A high-performance Julia package for solving block-structured linear systems with a focus on block tridiagonal matrices.
BlockStructuredSolvers.jl provides specialized solvers for block-structured linear systems with a focus on block tridiagonal matrices.
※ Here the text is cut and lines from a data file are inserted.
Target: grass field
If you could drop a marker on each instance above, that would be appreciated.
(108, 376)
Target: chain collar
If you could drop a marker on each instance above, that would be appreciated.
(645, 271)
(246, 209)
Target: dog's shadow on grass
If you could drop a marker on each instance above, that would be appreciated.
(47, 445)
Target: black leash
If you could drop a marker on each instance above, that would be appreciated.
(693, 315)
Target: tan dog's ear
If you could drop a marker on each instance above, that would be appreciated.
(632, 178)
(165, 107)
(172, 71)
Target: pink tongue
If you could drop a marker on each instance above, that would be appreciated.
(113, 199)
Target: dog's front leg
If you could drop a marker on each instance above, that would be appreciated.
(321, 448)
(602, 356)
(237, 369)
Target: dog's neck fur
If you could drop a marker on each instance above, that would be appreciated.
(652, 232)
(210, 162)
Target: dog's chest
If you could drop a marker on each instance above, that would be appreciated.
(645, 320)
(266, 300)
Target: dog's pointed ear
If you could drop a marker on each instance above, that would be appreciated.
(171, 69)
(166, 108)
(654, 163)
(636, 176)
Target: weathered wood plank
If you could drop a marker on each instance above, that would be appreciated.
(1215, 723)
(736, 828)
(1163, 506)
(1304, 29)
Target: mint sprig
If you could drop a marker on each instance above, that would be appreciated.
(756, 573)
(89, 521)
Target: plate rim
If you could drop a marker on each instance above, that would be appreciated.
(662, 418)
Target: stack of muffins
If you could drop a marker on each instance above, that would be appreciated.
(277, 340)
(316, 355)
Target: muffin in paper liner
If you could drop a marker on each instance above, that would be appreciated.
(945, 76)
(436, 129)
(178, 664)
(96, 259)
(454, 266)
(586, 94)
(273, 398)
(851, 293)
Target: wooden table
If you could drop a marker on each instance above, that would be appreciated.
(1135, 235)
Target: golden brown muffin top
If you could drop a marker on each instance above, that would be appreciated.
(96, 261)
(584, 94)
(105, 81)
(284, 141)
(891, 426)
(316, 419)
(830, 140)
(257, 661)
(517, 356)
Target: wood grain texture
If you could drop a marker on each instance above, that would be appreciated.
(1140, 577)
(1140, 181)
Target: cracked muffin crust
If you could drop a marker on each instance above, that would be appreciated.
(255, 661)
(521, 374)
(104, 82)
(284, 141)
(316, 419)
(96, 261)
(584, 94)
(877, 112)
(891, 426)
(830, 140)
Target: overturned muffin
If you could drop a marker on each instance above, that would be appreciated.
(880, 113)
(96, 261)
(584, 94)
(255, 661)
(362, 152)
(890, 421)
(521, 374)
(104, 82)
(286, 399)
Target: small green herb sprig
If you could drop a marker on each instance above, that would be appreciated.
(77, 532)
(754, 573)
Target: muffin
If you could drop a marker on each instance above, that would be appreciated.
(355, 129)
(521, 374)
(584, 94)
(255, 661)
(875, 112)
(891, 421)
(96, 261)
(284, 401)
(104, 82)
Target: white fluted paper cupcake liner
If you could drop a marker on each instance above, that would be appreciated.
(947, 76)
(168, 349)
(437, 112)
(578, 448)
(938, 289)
It offers multiple backends for different hardware architectures:
- CPU: Sequential solver for standard CPUs
- CUDA: High-performance GPU solvers using NVIDIA CUDA
- ROCm: GPU solvers for AMD GPUs using ROCm
Each backend supports both single (Float32) and double (Float64) precision computations, allowing you to balance speed and accuracy based on your application needs.
- Multiple Backends: CPU, CUDA (NVIDIA), and ROCm (AMD) support
- Precision Options: Both Float32 and Float64 support
- Algorithm Variants:
- Sequential solver: Traditional block tridiagonal algorithm
- Batched solver: Optimized for parallel execution on GPUs
- High Performance: Optimized implementations for each backend
- Simple Interface: Consistent API across all backends
using Pkg
Pkg.add("BlockStructuredSolvers")Here's a simple example of how to use BlockStructuredSolvers to solve a block tridiagonal system:
using BlockStructuredSolvers
using LinearAlgebra
using Random
# Problem size
N = 100 # Number of blocks
n = 32 # Size of each block
# Choose precision
T = Float64
# CPU solver
function solve_on_cpu()
# Initialize the solver
data = initialize_cpu(N, n, T)
# Create and set up matrices
A_tensor = Array{T, 3}(zeros(n, n, N))
B_tensor = Array{T, 3}(zeros(n, n, N-1))
# Fill with your data (example: random positive definite matrices)
for i in 1:N
temp = randn(T, n, n)
A_tensor[:, :, i] = temp * temp' + n * I
end
for i in 1:N-1
temp = randn(T, n, n)
B_tensor[:, :, i] = temp
end
# Copy data to solver
for i in 1:N
copyto!(data.A_list[i], A_tensor[:, :, i])
end
for i in 1:N-1
copyto!(data.B_list[i], B_tensor[:, :, i])
end
# Create right-hand side
d_list = Vector{Matrix{T}}(undef, N)
for i in 1:N
d_list[i] = rand(T, n, 1)
end
# Factorize
factorize!(data)
# Solve
solve!(data, d_list)
# Solution is now in d_list
return d_list
end
# GPU solver using CUDA
function solve_on_gpu()
using CUDA
# Initialize the batched solver
data = initialize_batched(N, n, T, CuArray)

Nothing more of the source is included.